Friday, May 22, 2026
5 min read
US-India Trade Agreement Momentum and Future Outlook

Ambassador Sergio Gor, the US Ambassador to India, talked on Thursday. He said they are confident about wrapping up some interim trade aGreement with India in the coming weeks.

“Our current interim trade aGreement is on the table now,” he explained. “It’s about unlocking prosperity for both nations. We need to finalize the details of a bigger bilateral trade aGreement—something that expands market access, cuts down barriers, and gives businesses on both sides real certainty. If we get this right, it’ll actually strengthen supply chains, spark new investments, and drive growth. Tangible benefits for industries, workers, economies.”

The envoy hinted at momentum. The US delegation is planning a trip to New Delhi in June for more talks on this deal.

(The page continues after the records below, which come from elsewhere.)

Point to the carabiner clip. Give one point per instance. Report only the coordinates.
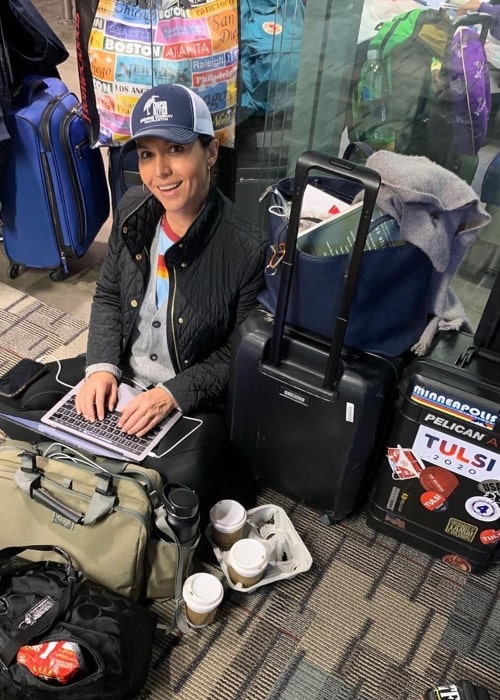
(276, 258)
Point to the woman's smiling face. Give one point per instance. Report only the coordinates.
(177, 174)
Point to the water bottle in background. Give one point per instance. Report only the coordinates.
(461, 690)
(374, 95)
(182, 507)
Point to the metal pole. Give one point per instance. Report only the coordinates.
(67, 12)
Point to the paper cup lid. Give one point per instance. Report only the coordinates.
(248, 556)
(202, 592)
(228, 515)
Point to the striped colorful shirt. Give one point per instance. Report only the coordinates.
(167, 238)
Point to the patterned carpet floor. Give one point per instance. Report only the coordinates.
(372, 619)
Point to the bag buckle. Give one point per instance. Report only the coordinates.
(278, 253)
(28, 460)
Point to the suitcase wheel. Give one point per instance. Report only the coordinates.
(327, 518)
(57, 275)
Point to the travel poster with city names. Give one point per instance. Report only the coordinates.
(133, 48)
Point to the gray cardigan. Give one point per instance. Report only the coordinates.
(215, 273)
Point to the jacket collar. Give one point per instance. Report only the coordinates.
(142, 214)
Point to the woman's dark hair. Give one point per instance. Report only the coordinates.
(205, 140)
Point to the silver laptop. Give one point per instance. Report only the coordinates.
(64, 420)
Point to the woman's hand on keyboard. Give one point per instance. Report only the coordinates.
(146, 410)
(98, 396)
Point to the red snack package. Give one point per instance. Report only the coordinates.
(57, 660)
(439, 480)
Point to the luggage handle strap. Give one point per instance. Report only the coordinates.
(28, 478)
(370, 180)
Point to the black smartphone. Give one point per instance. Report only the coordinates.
(16, 379)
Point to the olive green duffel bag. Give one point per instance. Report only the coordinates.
(113, 525)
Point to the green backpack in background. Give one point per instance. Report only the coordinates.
(418, 59)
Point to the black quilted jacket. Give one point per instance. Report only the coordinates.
(215, 273)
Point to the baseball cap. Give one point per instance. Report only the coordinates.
(171, 112)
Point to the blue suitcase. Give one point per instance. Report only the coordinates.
(54, 193)
(305, 413)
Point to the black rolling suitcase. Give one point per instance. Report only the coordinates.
(438, 488)
(304, 414)
(54, 192)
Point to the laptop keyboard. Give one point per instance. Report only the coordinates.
(107, 430)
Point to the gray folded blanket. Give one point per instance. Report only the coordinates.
(438, 212)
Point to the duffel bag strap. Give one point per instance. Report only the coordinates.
(47, 611)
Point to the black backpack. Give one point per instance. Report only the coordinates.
(416, 50)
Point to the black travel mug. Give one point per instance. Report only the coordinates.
(182, 506)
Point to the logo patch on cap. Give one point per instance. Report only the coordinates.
(155, 110)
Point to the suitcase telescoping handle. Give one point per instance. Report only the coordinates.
(370, 181)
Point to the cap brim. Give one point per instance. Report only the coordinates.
(174, 134)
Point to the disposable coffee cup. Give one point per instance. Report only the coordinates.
(228, 520)
(247, 562)
(202, 594)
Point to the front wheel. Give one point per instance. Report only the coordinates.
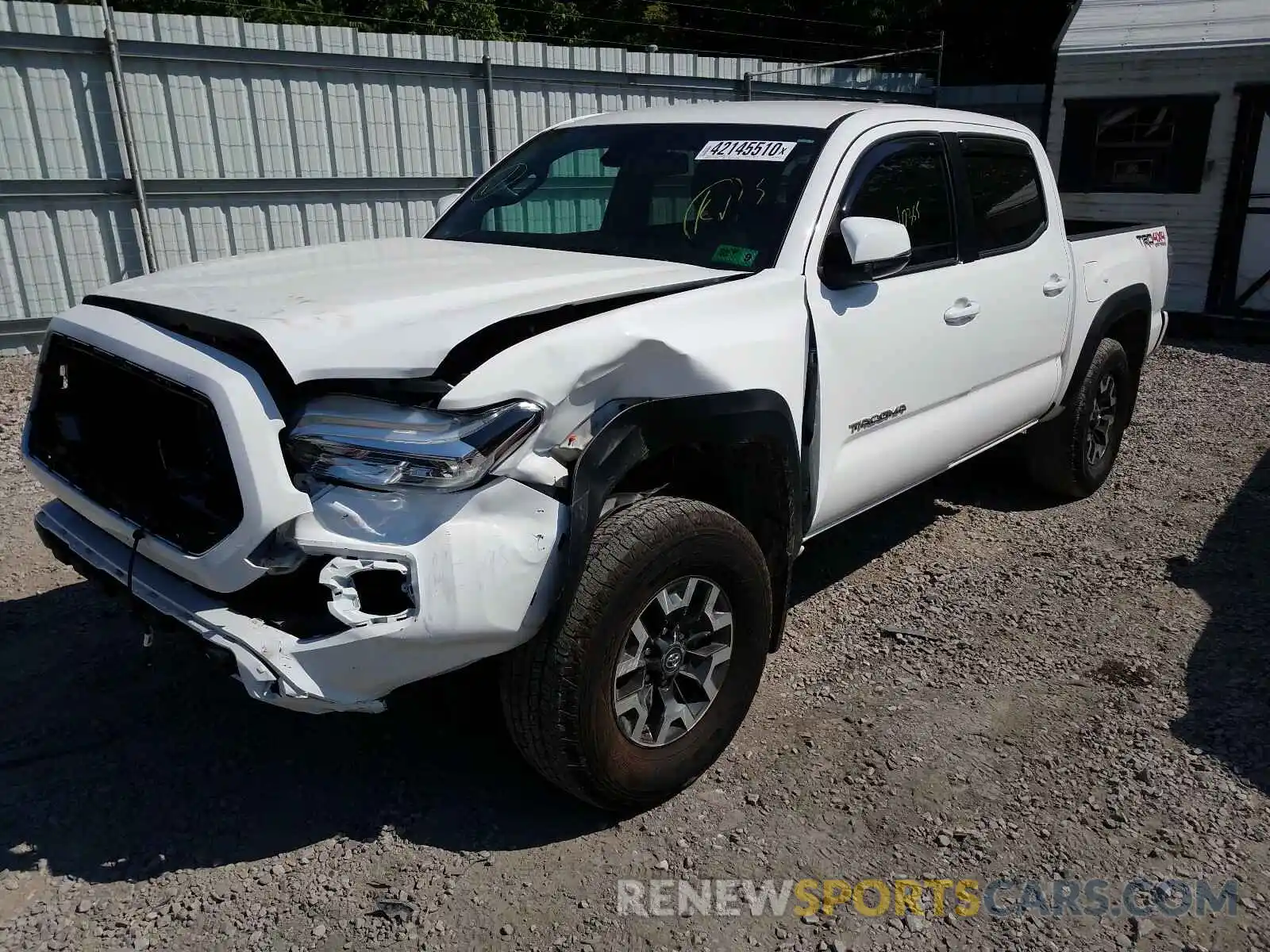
(653, 668)
(1072, 455)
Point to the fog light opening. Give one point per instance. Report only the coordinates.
(368, 590)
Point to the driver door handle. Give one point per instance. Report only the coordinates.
(1056, 286)
(963, 311)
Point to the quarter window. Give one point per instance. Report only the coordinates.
(907, 181)
(1006, 196)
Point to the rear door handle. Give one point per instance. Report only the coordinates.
(963, 311)
(1056, 286)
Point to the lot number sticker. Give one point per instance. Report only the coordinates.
(749, 149)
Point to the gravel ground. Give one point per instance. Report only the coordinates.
(1086, 697)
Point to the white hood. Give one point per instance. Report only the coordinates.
(391, 308)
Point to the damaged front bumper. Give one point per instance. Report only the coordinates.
(480, 578)
(457, 577)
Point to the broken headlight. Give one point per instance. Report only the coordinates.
(376, 444)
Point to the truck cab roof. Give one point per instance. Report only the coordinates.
(812, 113)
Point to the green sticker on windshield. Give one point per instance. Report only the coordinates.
(732, 254)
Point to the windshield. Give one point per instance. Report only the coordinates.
(719, 196)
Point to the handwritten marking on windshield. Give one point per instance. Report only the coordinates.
(698, 209)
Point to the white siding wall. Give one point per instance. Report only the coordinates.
(1191, 220)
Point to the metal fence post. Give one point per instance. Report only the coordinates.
(121, 99)
(939, 69)
(489, 112)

There’s been a real push here. Negotiations have been going on for a year and a half already. But putting it in perspective, the European Union took almost nineteen years. That’s a huge difference. Gor insisted that they are confident this trade deal will be finished in the next few weeks, not months.

Last month, an Indian group actually visited Washington, D.C., trying to nail down the deal. Now it’s time for the US side to focus.

He pointed out the gap. India’s manufacturing base, their digital ecosystem, the innovation strength, the skilled workforce—it just fits perfectly with what America does in technology, investment, research, and entrepreneurship. Both sides are aiming for $500 billion in trade by 2030. That goal shows the trust building up, the sheer opportunity.

The ties between the two countries, he noted, are at a “remarkable moment.”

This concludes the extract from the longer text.